Barack Obama, Joe Biden and Bill Clinton are driving in Kansas to visit their old mutual friend, Bob Dole, who is having a birthday party.

But before they can reach their destination, they are caught in a sudden tornado and their car is lifted high into the air. "Oh my God," they scream, "we're all going to be killed!"

But much to their surprise and relief, the tornado sets them down gently in the Land of Oz, amongst a group of curious Munchkins.

"That's amazing!" says Biden. "Oz really exists!  Well, as long as we're here, where's the wizard? I want him to give me some brains."

"Yeah, where's the wizard?" asks Obama. "I want him to give me some courage."

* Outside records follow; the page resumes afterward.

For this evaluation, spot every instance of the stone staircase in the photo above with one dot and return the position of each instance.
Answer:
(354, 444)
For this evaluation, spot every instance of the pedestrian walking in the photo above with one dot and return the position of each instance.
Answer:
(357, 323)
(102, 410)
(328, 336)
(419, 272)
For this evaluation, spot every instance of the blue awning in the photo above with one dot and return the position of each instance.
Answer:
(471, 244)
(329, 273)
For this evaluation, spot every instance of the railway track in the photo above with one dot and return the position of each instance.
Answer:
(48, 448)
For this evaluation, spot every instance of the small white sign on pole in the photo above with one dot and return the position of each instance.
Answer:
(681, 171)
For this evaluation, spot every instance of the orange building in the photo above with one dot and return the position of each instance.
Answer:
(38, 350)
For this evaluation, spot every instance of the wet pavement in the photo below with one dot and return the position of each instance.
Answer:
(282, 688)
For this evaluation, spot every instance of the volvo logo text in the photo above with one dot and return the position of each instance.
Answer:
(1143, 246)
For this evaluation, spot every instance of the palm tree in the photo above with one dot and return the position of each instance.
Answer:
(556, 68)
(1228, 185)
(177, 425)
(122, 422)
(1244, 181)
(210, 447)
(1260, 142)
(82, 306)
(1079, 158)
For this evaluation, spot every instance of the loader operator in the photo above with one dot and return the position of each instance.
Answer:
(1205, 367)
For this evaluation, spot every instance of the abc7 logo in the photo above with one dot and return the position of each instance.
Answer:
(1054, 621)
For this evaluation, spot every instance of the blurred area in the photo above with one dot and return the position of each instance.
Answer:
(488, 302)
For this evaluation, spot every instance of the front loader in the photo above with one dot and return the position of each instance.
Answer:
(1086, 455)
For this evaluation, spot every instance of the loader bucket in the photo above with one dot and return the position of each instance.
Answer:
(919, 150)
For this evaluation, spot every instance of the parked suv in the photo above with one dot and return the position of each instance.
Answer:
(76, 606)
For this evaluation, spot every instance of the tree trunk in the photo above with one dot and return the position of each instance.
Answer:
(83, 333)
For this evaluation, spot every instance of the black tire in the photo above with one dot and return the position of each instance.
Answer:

And Bill Clinton asks, "Where's Dorothy?"

Marianne TheOtherTink
Lol - oops - a good one.
Freeranger

A woman walks in to an out patient clinic asking to be examined.  The conversation with the nurse at the station goes something like this;

Patient: I'd like to see a doctor?....umm, for an examination?

Nurse: okay..so, what seems to be the problem?

Patient;  [looking around, then whispering]...Umm, I  umm, like sex toys, and I may have lost one. (her eyes meet the nurse's, then she casts them down toward her core)

Nurse:  You lost one?  I'm not following.....you.....lost?

Patient;  Yah.....you know......(looking down at her core again)....I umm....LOST one?

Nurse:  Ohhhh.....umm....okay, I see....umm....how do you know?

Patient.  it's still on

Marianne Freeranger
Lol - rather embarrassing - he he he.
TheOtherTink Freeranger
Then the nurse said:  

"Not to worry. The battery will run down in an hour or two.  Then take two aspirin and call us in the morning."
Marianne Freeranger
Lol!
Didge

Little girl and her mother enter a pet shop. She's small and sweet, all dressed in pink, with an lovely smile and an enchanting lisp.

She walks up to the proprietor who squats down next to her and says, "Can I help you, young lady?"

"I want to buy a fwuffy bunny wabbit."

"Would you like a fluffy white bunny rabbit or a fluffy brown bunny rabbit?"

She thought for a moment, then shook her head and said, "I don't fink my pyfon cares."

Marianne Didge
Oops - something of the kind "Morelia spilota"?
With a very black "lol" - lol.
Didge Didge
That little girl may well grow up to be another Morticia Addams.
Marianne Didge
Oh yes, I remember the Addams Family - lol.